Climate change is a seminal and intractable public interest issue, affecting organizations and global markets and the societies they serve. An international agreement on long-term global emissions reduction will assist governments, capital markets, and private and public sector organizations—and the professional accountants who serve them—to more confidently identify necessary actions to mitigate climate change. A strong and clear agreement is also more likely to unleash government and business ingenuity and innovation in both managing and solving climate change challenges.
IFAC’s three key messages on climate action are:
- A global climate agreement at the 21st session of the Conference of the Parties needs to deliver a clear framework for international action that provides the policy environment to facilitate investment and innovation.
- Going forward, it will be important to examine the range of different reporting frameworks and regulations in existence and identify a path to global consistency to ensure governments and businesses are given a clear and consistent context in which to operate and report on their actions.
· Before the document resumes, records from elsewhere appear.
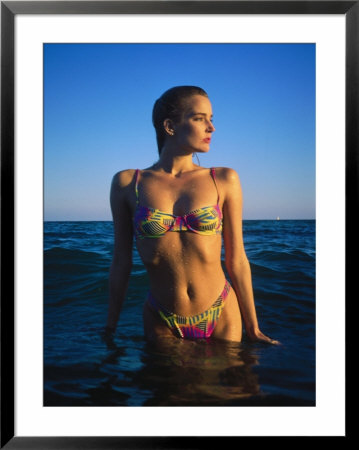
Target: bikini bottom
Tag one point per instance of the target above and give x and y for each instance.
(198, 326)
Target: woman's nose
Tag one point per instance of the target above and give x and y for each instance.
(211, 127)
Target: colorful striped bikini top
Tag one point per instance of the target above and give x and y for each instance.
(153, 223)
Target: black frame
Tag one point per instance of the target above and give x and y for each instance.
(8, 11)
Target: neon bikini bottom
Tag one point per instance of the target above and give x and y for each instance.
(198, 326)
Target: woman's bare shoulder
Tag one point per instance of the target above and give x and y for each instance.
(227, 175)
(123, 178)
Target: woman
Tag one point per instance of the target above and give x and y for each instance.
(178, 213)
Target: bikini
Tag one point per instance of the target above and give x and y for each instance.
(206, 221)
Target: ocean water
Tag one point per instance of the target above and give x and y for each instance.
(83, 369)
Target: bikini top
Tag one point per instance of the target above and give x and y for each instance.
(153, 223)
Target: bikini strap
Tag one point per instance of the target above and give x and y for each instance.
(213, 173)
(136, 184)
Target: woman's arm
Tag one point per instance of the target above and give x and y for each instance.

- Professional accountants in their various roles―in public practice for accounting firms of all sizes and working in business, industry, and the public and not-for-profit sectors―have a significant contribution to make in helping governments, capital markets, and organizations implement plans for climate change mitigation and adaptation. They have long been on the front-lines of helping others adapt to changes in society; mitigating and adapting to the challenges of climate change will be no different.
“Climate change is subject to intense public debate and scrutiny. But what is clear is that there is a critical economic, business, and societal need to respond to the warming of the climate by reducing global emissions,” according to IFAC CEO Fayez Choudhury. “Increased climate risk presents uncertainty creating threats and opportunities for governments and businesses and the societies they serve. This issue is important to the global accountancy profession and we aim to continue working with a range of stakeholders to address the challenges ahead.”
IFAC’s submission joins the many other voices that are encouraging a strong international agreement, including:
- Investors: In an open letter to finance ministers of the Group of Seven (G-7), 120 investor CEOs from around the world who manage funds worth more than USD $12 trillion urged the inclusion of a long-term emissions reduction goal in the international climate agreement.
- Companies: In an open letter to world leaders, CEOs of 43 large global companies asked for an ambitious climate change agreement; signatories included IKEA, Erikson, Lafarge, Volvo, BT, Marks & Spencer, Munich RE, Unilever, and Vestas.
- CEOs of oil and gas companies: ln an open letter to the UN and governments, the CEOs of six major oil and gas companies called for global carbon pricing.
IFAC is the global organization for the accountancy profession, dedicated to serving the public interest by strengthening the profession and contributing to the development of strong international economies. It is comprised of more than 175 members and associates in 130 countries and jurisdictions, representing over 2.8 million accountants in public practice, education, government service, industry, and commerce.